Mechanobiology and Cancer. The specific scientific focus of our center is the mechanobiology of tumor progression in breast cancer.

Mechanobiology seeks to understand how mechanical forces affect proteins, cells and tissues. Mechanical forces change how proteins cluster in membranes, affecting signaling, and also provide specific guidance to cells, helping them to decide where to divide and how to arrange themselves. In related fields such as developmental biology, scientists have long appreciated the role of cell and tissue mechanics. However, the role of mechanics in cancer initiation, progression, and metastasis has received comparatively little attention.

In the 1980's and 1990's, LBNL's Mina Bissell pioneered the idea that a breast cell's microenvironment dramatically influences whether it becomes a cancer cell. It is now appreciated that cancer cells are 'plastic' in the sense that they can change their architecture and function in response to external signals. Phenotypic plasticity reflects the lack of a simple correspondence between the genome of a cell and its current shape, size, metabolism, behavior, and mechanical characteristics.

Triple Negative Breast Cancer.
The center's primary cancer focus is the triple negative subtype of basal breast cancer, which lacks the estrogen, progesterone, and Her2/neu receptors. Patients with this more aggressive, triple negative subtype have fewer treatment options and, overall, a poor prognosis.

Almost a decade ago Mina Bissell (center co-Investigator) and Valerie Weaver (senior co-Investigator and center co-Director) showed that changing signaling between the cell and its microenvironment determines whether a mass of malignant cells invades or reverts to a non-invasive, non-proliferating tissue.

These seminal studies laid the conceptual framework for Weaver's subsequent work illustrating the importance of a dynamic and reciprocal link between intrinsic and extrinsic force on tissue differentiation and tumor invasion. Our center builds upon these paradigm shifting observations indicating that the normal behavior of a cell within a tissue is regulated by force.

Our investigators hypothesize that the malignancy is maintained by exchanges of cells with their microenvironment and that reversion to a less malignant phenotype can occur if these interactions are normalized. We examine how mechanical forces affect cell signaling during tumorigenesis, how tumors change the mechanical characteristics of their tissue environment, and the feedback between cells and their environment.
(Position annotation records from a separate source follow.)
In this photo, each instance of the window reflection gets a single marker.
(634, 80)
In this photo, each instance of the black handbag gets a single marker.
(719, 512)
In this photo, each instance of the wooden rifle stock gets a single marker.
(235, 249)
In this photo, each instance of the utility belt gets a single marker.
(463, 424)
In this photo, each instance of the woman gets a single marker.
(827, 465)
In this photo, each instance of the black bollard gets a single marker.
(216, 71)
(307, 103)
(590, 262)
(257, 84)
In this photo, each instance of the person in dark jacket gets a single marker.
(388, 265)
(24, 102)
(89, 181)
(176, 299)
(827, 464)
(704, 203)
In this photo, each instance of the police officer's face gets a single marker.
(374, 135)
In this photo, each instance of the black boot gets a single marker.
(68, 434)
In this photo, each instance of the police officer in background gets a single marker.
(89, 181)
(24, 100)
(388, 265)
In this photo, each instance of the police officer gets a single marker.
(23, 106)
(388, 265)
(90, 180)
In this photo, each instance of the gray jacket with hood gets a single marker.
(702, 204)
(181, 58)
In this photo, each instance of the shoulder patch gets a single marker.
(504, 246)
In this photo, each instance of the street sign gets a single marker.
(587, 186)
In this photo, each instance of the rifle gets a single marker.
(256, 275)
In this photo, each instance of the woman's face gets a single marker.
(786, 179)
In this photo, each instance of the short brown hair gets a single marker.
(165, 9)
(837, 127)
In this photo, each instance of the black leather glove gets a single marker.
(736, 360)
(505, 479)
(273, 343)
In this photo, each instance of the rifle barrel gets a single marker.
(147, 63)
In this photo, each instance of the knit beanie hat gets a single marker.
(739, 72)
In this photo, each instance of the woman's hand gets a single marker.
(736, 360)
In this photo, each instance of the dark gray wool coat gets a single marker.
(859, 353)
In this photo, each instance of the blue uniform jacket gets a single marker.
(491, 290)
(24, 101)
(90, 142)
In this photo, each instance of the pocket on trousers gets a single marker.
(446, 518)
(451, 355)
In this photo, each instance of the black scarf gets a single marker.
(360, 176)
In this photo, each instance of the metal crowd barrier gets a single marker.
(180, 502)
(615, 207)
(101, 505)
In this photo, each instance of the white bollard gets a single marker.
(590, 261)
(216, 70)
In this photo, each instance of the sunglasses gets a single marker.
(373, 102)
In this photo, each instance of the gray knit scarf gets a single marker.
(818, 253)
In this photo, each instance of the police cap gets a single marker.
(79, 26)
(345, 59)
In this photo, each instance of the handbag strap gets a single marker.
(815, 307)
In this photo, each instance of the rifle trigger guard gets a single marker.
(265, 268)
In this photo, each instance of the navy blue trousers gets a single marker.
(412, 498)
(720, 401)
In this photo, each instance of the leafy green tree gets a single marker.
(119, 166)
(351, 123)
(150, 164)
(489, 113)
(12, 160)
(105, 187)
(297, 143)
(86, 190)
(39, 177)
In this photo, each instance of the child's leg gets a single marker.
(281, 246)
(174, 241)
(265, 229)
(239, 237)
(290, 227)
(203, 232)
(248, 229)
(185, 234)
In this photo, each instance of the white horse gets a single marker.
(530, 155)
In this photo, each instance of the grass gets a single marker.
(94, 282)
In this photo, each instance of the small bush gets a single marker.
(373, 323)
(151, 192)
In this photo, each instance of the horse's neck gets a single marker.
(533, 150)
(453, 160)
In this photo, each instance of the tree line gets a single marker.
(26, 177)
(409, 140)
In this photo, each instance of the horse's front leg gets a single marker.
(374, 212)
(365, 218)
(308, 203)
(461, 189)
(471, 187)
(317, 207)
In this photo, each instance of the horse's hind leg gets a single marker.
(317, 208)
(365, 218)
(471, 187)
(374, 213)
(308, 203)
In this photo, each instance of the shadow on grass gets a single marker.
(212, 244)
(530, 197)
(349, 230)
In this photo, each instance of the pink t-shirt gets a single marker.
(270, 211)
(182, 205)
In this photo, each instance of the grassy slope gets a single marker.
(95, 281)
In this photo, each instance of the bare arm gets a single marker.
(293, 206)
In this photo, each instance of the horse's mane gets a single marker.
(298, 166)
Among other approaches, we use advanced force probes and imaging techniques to gauge the forces within breast cancer model systems. The integration of these state-of-the-art tools in the physical, theoretical and biological sciences may allow us to clarify the physico-chemical interactions of cancer cells with their microenvironment. Further, cellular plasticity and reversion research may lead to potential therapeutics targeted to the cellular microenvironment.